Greetings,

We're trying to use the Generator on our Wordpress site that has around 25k Wordpress pages and around 150k total pages, but after a day of running this, so far it's only crawled 88k pages.

This seems to be way too much time to effectively use this Generator in our AWS environment.. why is taking so long and how can we get this to run faster?

I don't see how this could be used properly to keep an active daily sitemap if every time the cron triggers the script to run it takes 2-3 days to complete.

I also see that in our Sitemap it seems to be adding URLs that aren't actually pages visible to visitors of our site, such as "wp-json/oembed/1.0/embed?url=http%3A%2F%2Fwww.site.com%2F&format=xml" which leads me to believe this in indexing way more pages than we want and one of the reasons it's taking too much time.
Re: How long should it take to generate a site with 150k pages?
« Reply #1 on: May 04, 2018, 04:51:15 AM »
Hello,

1. The crawling time itself depends on the website page generation time mainly, since it crawls the site similar to search engine bots.
For instance, if it it takes 1 second to retrieve every page, then 1000 pages will be crawled in about 16 minutes.

In this case I would recommend to run generator in command line if you have ssh access to your server.

2. You need to add "oembed" in Exclude URLs setting to avoid crawling those pages.
Re: How long should it take to generate a site with 150k pages?
« Reply #2 on: May 04, 2018, 07:18:23 AM »
1. Are there any instructions for running this with SSH? So we would we still use all the settings on the /generator website, just execute it from SSH?

2. Since we have a Wordpress site, we have the following Exclude URLs that we don't want to be pulled:
wp-includes/
xmlrpc.php
wp-json/
/2018/
/2017/
/2016/
/2015/

So just adding "oembed" to the bottom of this list is the correct way instead of "wp-json/ or "wp-json/oembed" how we have it now? Should we have the "/" at the start of each exclude line?

3. We also wanted to ensure that the priority of our site went in order of homepage > categories > individual pages.

Since all of our individual pages don't have a slug that can link them, I figured we would just turn off Automatic Priority and set the default to 0.8.

Then in the Individual Attributes we have the following format:
[ External links are visible to forum administrators only ]$,,daily,1.0
[ External links are visible to forum administrators only ]$,,daily,0.9
[ External links are visible to forum administrators only ]$,,daily,0.9

But this doesn't seem to be working and if we try to reduce the depth to speed up the crawl it doesn't pull these Individual pages. I figured since we manually added these URLs and assigned them the highest priority it would force them to be pulled first... Is the above code correct?
Re: How long should it take to generate a site with 150k pages?
« Reply #3 on: May 05, 2018, 05:28:50 AM »
Hello,

1. the command line to be used via SSH  is displayed on Crawling page of sitemap generator. The same settings will be used.

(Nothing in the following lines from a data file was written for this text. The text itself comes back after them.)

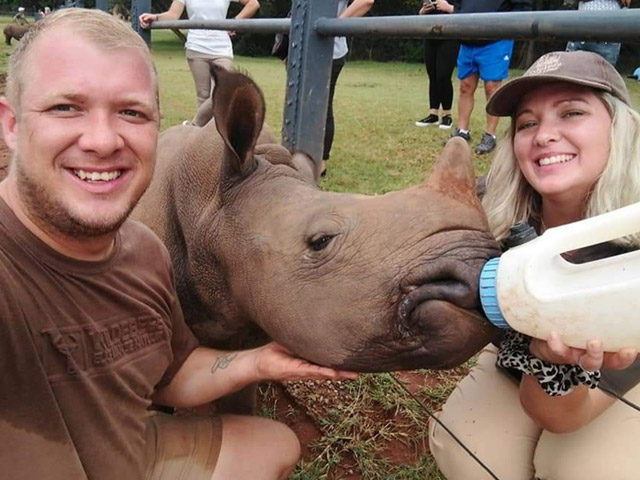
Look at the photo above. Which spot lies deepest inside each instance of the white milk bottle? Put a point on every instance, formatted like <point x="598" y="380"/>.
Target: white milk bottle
<point x="533" y="290"/>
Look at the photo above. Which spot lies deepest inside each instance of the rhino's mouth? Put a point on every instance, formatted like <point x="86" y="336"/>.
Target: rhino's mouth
<point x="449" y="280"/>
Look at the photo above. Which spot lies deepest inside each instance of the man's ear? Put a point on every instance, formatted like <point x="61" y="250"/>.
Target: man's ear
<point x="9" y="123"/>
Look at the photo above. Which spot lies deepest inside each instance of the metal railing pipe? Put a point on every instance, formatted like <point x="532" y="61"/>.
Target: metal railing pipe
<point x="615" y="25"/>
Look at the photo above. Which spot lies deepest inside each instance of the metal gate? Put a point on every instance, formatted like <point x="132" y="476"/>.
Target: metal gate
<point x="313" y="24"/>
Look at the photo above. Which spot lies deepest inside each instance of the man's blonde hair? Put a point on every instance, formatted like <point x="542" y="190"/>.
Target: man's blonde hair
<point x="98" y="27"/>
<point x="510" y="199"/>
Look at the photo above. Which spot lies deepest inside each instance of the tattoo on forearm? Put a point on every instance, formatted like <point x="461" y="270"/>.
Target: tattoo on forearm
<point x="222" y="362"/>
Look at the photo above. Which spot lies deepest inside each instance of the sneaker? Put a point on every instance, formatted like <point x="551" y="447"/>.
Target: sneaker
<point x="459" y="133"/>
<point x="486" y="145"/>
<point x="446" y="122"/>
<point x="428" y="121"/>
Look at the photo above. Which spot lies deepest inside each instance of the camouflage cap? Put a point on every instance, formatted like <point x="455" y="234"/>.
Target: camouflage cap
<point x="582" y="68"/>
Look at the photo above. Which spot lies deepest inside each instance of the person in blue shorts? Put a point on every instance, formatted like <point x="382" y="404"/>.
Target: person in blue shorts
<point x="488" y="61"/>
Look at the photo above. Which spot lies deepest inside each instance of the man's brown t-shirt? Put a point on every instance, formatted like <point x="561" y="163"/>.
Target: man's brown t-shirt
<point x="83" y="345"/>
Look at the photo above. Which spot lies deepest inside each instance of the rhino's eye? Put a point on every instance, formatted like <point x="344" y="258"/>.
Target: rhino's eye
<point x="320" y="243"/>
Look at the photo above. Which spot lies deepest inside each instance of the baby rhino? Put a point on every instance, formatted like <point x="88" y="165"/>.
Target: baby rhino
<point x="367" y="283"/>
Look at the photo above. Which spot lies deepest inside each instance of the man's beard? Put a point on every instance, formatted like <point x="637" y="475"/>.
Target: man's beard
<point x="52" y="216"/>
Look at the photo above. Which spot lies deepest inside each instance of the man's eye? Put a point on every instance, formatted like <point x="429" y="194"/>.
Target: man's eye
<point x="132" y="113"/>
<point x="62" y="108"/>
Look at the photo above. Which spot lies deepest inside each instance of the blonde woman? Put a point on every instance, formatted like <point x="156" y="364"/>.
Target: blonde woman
<point x="572" y="151"/>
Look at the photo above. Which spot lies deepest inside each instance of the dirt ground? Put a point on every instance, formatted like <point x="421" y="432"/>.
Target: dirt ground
<point x="4" y="152"/>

2. If you want to exclude other URLs from crawling, you need to add them in Exclude URLs setting too. The leading slash character is not needed.

3. This setting affects only the "priority" attribute in created sitemap. It doesn't change the way website is crawled.
Re: How long should it take to generate a site with 150k pages?
« Reply #4 on: April 11, 2019, 04:34:27 AM »
sorry but this is exactly what i face

wp-json/oembed/1.0/embed?url=
Exclude URLs:
xmlrpc
oembed
?p=
wlwmanifest.xml
wp-includes
wp-json


it still adds it the oembed
Re: How long should it take to generate a site with 150k pages?
« Reply #6 on: April 11, 2019, 05:20:17 AM »
p? is fine it doesnt show only embed does. im going to add a filter to disable it i guess.